In the emptiness of the studio, it is only you and your reflection. The mirror is an honest and fierce truthteller. When I am by myself, I can take steps apart, piece by piece. I can break them down to the smallest equation and discover where I am not fully in my feet, my heart, my legs, or my nerves. I can feel the gaps when the nerves of my upper body and lower body are out of sync or alignment. I can feel where my body is numb and not fully engaged.
We know how we want something to look like. We know what we want a piece of choreography to feel like. Getting those two parts to unite can (in moments) be horrifically challenging.

People think that dancers just do classes, rehearsals, and performances … and then they go home. But there are many other things that are required of us, if we are to master difficult choreographic sequences and challenges.
Class and rehearsals are often not enough.
If one does the late-night private rehearsals and still is not feeling as if we are able to express a quality or consistency, the next step is to integrate some sort of core training, whether that is with a balancing ball, Pilates, yoga, stretching and relaxing completely the muscles, to chiropractic, acupuncture, and massage.
There are times when I would look in the mirror and see how deeply tired, I was. Certain levels of exhaustion are so extreme and have built up over such a long time … that one can see in the mirror that you are just not fully in your body, gapped, numb, and unpresent.
I can watch a dancer on stage, and I know when they are about to make a major mistake. That is because their energy is either dragging behind their body or their soul energy is dragging the body. When the gap between the body and the soul gets to a certain level, that is when big mistakes happen, and sometimes catastrophic things happen.
It is why watching certain levels of dancers can be quite unnerving and stressful. When a dancer is flowing, one can feel it through the audience. When it is not, there is an underlying tension of trying. Trying is a mental game and is an indication that the mind does not totally trust the body.
When the mind and body are aligned, there is a graceful ease. That is the space in which magic lives and breathes. That is what every dancer longs to feel and touch. That is the place where every dancer knows that in the places of sublime surrender and balance between the human self and the soul’s essence that one can find that illusive gift, peace.

There is nothing like the quiet in a studio when you are by yourself. A studio feels like a familiar hug to any dancer. The ghosts of all those that have passed through these spaces still lingers. One can feel the powerful grace and determination that has infused the walls, the floors, and the very air in such rooms.

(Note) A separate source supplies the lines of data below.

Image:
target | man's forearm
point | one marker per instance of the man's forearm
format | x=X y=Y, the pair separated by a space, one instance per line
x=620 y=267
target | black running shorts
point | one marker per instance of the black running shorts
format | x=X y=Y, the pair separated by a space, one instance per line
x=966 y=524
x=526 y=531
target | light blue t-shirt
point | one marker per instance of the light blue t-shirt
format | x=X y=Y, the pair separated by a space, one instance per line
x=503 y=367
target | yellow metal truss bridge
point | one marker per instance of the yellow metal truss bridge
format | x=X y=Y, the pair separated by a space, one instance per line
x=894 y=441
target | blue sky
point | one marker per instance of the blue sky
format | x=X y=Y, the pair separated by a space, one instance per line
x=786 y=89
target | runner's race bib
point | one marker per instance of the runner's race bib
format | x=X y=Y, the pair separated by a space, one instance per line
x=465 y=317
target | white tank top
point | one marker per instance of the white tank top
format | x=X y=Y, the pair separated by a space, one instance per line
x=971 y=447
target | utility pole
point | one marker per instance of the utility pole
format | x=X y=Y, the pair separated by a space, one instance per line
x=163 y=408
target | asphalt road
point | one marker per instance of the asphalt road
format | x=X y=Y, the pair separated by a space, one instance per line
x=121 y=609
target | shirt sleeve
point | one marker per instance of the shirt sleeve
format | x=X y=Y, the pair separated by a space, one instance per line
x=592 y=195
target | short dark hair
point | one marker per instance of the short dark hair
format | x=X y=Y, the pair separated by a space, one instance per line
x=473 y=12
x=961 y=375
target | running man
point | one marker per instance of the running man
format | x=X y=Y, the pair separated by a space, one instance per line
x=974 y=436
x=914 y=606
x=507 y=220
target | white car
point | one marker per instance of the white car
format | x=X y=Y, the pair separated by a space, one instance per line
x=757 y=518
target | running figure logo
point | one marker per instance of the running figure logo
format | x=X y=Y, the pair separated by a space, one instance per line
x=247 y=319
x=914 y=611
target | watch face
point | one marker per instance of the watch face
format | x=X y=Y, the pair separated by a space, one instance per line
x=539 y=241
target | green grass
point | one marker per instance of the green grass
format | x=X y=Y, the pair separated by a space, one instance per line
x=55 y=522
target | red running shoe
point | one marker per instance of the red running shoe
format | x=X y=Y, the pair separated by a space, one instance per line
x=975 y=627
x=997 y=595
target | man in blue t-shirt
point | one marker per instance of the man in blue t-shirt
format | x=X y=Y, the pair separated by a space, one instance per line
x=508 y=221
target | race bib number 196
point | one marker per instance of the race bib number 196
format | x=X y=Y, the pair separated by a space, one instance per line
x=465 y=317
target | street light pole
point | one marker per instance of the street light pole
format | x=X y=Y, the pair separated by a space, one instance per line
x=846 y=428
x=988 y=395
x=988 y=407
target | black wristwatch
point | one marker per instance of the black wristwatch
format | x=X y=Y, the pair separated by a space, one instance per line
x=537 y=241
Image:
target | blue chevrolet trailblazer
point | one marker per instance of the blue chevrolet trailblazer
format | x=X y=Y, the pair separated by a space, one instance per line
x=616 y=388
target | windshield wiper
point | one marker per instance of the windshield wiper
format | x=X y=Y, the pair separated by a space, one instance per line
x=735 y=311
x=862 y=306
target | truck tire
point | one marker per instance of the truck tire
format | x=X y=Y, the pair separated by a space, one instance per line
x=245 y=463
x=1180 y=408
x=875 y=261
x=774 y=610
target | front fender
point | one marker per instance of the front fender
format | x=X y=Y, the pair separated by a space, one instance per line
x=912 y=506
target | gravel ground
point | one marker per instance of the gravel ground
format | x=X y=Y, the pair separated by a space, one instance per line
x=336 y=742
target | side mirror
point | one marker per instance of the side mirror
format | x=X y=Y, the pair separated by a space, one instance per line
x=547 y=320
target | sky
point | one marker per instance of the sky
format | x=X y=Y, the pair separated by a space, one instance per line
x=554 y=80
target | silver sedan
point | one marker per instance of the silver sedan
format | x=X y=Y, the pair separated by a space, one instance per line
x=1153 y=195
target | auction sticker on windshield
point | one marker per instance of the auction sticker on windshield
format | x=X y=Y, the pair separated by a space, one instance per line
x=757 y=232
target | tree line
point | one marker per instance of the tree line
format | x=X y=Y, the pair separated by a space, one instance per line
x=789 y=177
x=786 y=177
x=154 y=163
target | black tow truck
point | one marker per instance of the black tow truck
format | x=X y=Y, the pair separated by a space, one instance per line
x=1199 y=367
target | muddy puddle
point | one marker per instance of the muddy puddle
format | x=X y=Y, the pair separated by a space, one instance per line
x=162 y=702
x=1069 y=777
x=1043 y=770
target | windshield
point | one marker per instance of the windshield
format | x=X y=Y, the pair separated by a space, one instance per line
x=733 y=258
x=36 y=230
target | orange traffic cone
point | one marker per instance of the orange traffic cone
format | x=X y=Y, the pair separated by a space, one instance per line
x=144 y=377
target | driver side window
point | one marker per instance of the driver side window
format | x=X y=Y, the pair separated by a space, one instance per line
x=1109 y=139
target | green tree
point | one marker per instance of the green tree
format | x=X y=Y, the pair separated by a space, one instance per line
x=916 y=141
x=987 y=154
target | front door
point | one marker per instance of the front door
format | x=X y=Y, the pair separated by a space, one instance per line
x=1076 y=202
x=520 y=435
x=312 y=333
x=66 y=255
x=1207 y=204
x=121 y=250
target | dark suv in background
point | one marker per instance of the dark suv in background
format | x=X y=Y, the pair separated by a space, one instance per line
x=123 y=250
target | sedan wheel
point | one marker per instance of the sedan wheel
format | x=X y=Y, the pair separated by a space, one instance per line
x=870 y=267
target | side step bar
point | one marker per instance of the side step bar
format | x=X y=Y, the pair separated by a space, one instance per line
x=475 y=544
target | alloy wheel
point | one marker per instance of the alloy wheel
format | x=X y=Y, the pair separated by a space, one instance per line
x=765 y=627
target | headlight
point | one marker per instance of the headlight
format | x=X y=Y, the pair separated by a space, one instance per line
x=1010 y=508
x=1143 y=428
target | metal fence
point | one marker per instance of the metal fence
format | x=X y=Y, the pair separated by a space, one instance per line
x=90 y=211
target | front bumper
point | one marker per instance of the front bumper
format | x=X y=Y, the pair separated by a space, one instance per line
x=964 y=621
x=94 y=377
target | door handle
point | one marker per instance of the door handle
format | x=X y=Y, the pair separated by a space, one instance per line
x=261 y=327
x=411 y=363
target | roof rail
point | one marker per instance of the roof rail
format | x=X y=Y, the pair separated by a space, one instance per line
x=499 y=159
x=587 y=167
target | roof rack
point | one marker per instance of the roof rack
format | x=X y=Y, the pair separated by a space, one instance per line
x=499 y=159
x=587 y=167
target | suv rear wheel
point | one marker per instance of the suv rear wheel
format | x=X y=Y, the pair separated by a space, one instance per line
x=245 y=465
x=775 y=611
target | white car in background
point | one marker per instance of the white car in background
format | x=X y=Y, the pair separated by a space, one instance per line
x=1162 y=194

And it gives permission to a dancer to try again.
I remember the endless hours sorting out small aspects of choreography and to look at how something appears in the mirror. In the emptiness the frustrations can be expressed with no one to judge. In the emptiness I can let out the truth of my own insecurity without needing to be strong or feeling as if someone will use my weak moment against me at a later time.
In the emptiness, it is just me with my own quest for perfection while facing the very human reality staring back at me in the mirror.
In the studios of my past, I see my flawed self … searching for magic.
In the studios of my past I am forever young and bursting with hope.
In the studios of my past, I see the power of my determination, the discipline of my mind, and the commitment of my powerful heart.